The pound recovered some of its lost ground after British finance minister George Osborne said the government had robust contingency plans in place and that it and the Bank of England could do more if needed.
The currency last traded at $1.3455, down 1.8 per cent on the low. It had fallen as far as $1.3356 in Asian trade and to $1.3228 on Friday, its lowest in 31 years.
It also fell 1.2 per cent to 82.28 pence against the euro and 1.7 per cent to 137.10 yen.
“The clear risk must be for further downside,” said Neil Mellor, a currency strategist at Bank of New York Mellon in London.
“Uncertainty equals currency weakness, we know this, and there is no sense that this (sterling) is a value trade right now and that you have to get back in. It is too early for anyone to start calling a bottom.”
The euro, also considered vulnerable to the exit from the EU of its second-largest economy and a major financial centre, fell 0.6 percent to $1.1057, off a low of $1.0980.
Britain’s FTSE 100 share index, which lost 3.2 per cent on Friday, ebbed a further 0.8 per cent on Monday.
The pan-European FTSEurofirst 300 stocks index, which fell 7 per cent on Friday in its biggest plunge in nearly eight years, was down 1.1 per cent on Monday.

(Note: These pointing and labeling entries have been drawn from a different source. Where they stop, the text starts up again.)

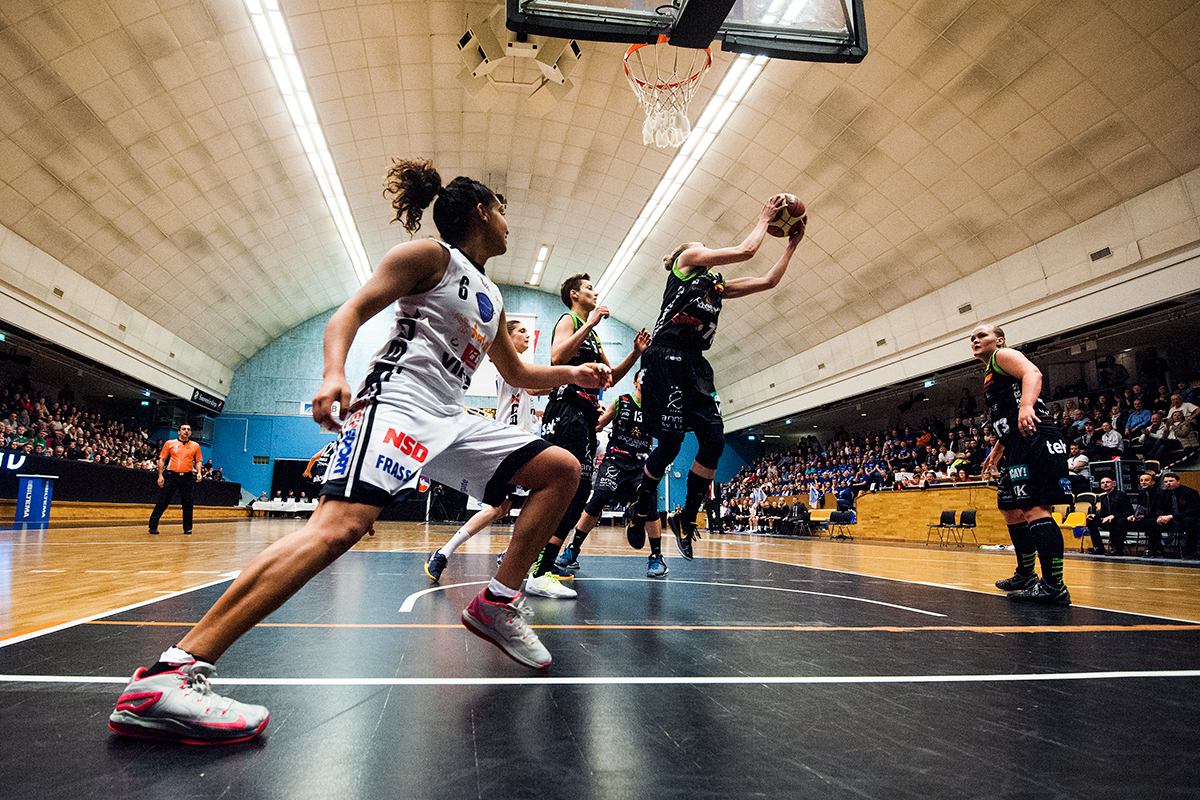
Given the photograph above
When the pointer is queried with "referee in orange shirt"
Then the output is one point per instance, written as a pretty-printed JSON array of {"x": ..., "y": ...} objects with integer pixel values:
[{"x": 178, "y": 462}]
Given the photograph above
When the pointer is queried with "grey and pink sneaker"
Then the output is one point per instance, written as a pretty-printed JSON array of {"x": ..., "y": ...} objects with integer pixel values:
[
  {"x": 179, "y": 705},
  {"x": 504, "y": 625}
]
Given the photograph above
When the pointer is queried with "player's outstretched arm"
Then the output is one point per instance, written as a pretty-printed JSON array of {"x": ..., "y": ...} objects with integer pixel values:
[
  {"x": 407, "y": 269},
  {"x": 522, "y": 374},
  {"x": 743, "y": 287},
  {"x": 607, "y": 414},
  {"x": 1014, "y": 364},
  {"x": 641, "y": 342},
  {"x": 701, "y": 256},
  {"x": 565, "y": 342}
]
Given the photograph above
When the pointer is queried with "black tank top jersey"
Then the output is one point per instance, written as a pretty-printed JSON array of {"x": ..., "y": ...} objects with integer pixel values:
[
  {"x": 690, "y": 307},
  {"x": 629, "y": 435},
  {"x": 589, "y": 353},
  {"x": 1002, "y": 395}
]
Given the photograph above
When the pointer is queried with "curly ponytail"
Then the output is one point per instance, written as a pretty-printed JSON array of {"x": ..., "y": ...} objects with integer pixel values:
[{"x": 415, "y": 184}]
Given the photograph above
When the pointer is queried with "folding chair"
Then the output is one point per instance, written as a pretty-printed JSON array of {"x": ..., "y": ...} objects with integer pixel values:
[
  {"x": 1077, "y": 523},
  {"x": 941, "y": 527},
  {"x": 966, "y": 522},
  {"x": 839, "y": 522},
  {"x": 1085, "y": 498}
]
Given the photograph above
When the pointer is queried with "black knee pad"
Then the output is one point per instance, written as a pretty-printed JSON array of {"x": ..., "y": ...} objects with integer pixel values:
[
  {"x": 661, "y": 456},
  {"x": 712, "y": 445}
]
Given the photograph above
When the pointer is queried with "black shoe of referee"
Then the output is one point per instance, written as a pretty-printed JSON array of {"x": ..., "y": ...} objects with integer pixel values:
[
  {"x": 1018, "y": 582},
  {"x": 1043, "y": 594}
]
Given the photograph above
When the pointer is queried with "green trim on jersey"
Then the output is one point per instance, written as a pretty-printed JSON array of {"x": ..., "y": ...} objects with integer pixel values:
[
  {"x": 675, "y": 270},
  {"x": 995, "y": 367}
]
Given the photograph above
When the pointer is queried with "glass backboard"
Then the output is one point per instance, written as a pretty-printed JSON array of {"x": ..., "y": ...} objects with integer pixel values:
[{"x": 803, "y": 30}]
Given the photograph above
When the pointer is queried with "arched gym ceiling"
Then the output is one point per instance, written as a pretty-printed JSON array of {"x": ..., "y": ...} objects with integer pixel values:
[{"x": 147, "y": 148}]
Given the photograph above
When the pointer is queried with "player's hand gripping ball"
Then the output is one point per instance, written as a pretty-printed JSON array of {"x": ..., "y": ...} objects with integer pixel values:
[{"x": 789, "y": 218}]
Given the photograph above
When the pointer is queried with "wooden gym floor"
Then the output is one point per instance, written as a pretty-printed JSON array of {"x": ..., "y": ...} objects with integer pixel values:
[{"x": 767, "y": 667}]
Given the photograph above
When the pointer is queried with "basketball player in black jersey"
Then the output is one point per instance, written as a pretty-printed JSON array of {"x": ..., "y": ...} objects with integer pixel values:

Germany’s DAX pulled back only 0.5 per cent and Spain’s IBEX index rose 1.8 per cent after acting Prime Minister Mariano Rajoy’s People’s Party fared better than expected in weekend elections.
Wall Street, where the S&P 500 suffered its worst decline in 10 months on Friday, looked set for a modestly lower open, according to e-mini index futures.
MSCI’s broadest index of Asia-Pacific shares outside Japan edged down 0.1 per cent. Companies with UK exposure in particular came under pressure.
“Things are so uncertain that investors still do not have a clear idea how much of their risk assets they need to sell," said Hiroko Iwaki, senior foreign bond strategist at Mizuho Securities. “But it is fair to assume investors are not yet done with all the selling they need to.”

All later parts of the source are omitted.